2 Key ingredients for petroleum accumulation
2.2 Reservoir rocks
The properties of a petroleum reservoir rock are very similar to those of an aquifer since both petroleum and water can be contained within and move between its pore spaces and fractures. Sedimentary rocks that are well cemented have only small voids between grains and hence low porosity.
The most porous reservoir rocks are generally well-sorted, poorly cemented sandstones (see Figure 3b), and these make up some of the most important petroleum reservoirs around the world.
Migrating waters can increase porosity and permeability by dissolving the cement that holds the grains together and widening small fractures that run through the rock. This effect is often enhanced if the waters are slightly acidic. Many limestones are well cemented and therefore have low porosity, but the calcium carbonate (CaCO3) that makes up the grains and cement is soluble in weakly acidic water. Consequently limestones can form good reservoirs, and in fact limestones hold 40% of the world's resources of petroleum.
The essential properties that describe a reservoir rock are porosity (the void space expressed as a percentage) and permeability (a measure of the degree to which fluid passes through it, measured in millidarcies, mD). Another property that is commonly used is the ratio of porous and permeable (net) intervals to the overall reservoir (gross) thickness. This is referred to as net to gross and it is important because it recognises that most sandstone and limestone reservoirs are not entirely homogeneous, but contain intervals or strata that less readily allow fluid flow.

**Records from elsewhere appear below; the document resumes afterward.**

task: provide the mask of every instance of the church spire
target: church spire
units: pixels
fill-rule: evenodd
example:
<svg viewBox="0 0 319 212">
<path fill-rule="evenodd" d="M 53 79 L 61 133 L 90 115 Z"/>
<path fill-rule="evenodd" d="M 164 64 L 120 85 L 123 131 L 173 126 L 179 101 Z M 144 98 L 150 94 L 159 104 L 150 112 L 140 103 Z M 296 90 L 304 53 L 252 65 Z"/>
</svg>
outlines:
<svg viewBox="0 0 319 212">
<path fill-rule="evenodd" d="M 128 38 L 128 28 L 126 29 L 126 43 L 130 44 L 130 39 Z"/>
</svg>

To put these properties in context, Table 3 provides reservoir data for 20 oil and gas fields in the North Sea. Note the very wide range of net to gross and permeability values, despite the fact that most of the reservoirs are of the same (sandstone) type. Porosities are typically in the range 15–30%, but the more telling parameter is permeability because that largely determines petroleum flow rates. Permeability cut-offs of 1 mD for gas and 10 mD for light oil are often used as a rule-of-thumb for productive reservoirs; less permeable rocks are not usually capable of sustaining commercial flow rates. Notice also that one of the two Cretaceous Chalk reservoirs in the Ekofisk field exhibits chalk's characteristic properties of high porosity and low permeability – the latter results from very small channels that connect the pores between the tiny calcareous plankton shells that form chalky sediments. The other chalk reservoir in Ekofisk has higher permeability because it has been fractured tectonically.
Table 3: Properties of reservoirs within North Sea oil and gas fields. Note: A formation is a distinctive sequence of sedimentary rocks in a particular field.
|Field||Age/Formation||Reservoir||Net to gross/%||Porosity/%||Permeability/mD||Fluid|
|Britannia||Cretaceous/Britannia||sandstone||30||15||60||gas in liquid form under high pressures|
|Buchan||Devonian/Old Red||fractured sandstone||82||9||38||oil|
|Ekofisk||Cretaceous/Chalk||limestone (Chalk)||62||30||2||oil and gas|
Using the information in Table 3, calculate the average porosity of the five Permian sandstone reservoirs and the three Palaeocene-Eocene sandstone reservoirs. Compare the results and suggest reasons for the marked difference.
The average porosity of the Permian sandstone reservoirs is (19+18+13+13+12)/5 = 15%, whereas the Palaeocene-Eocene reservoirs average (20+27+29)/3 = 25%. The simplest explanation for this difference is that younger reservoirs tend to have higher porosities because they usually occur at shallower depths and are less compacted than their older counterparts.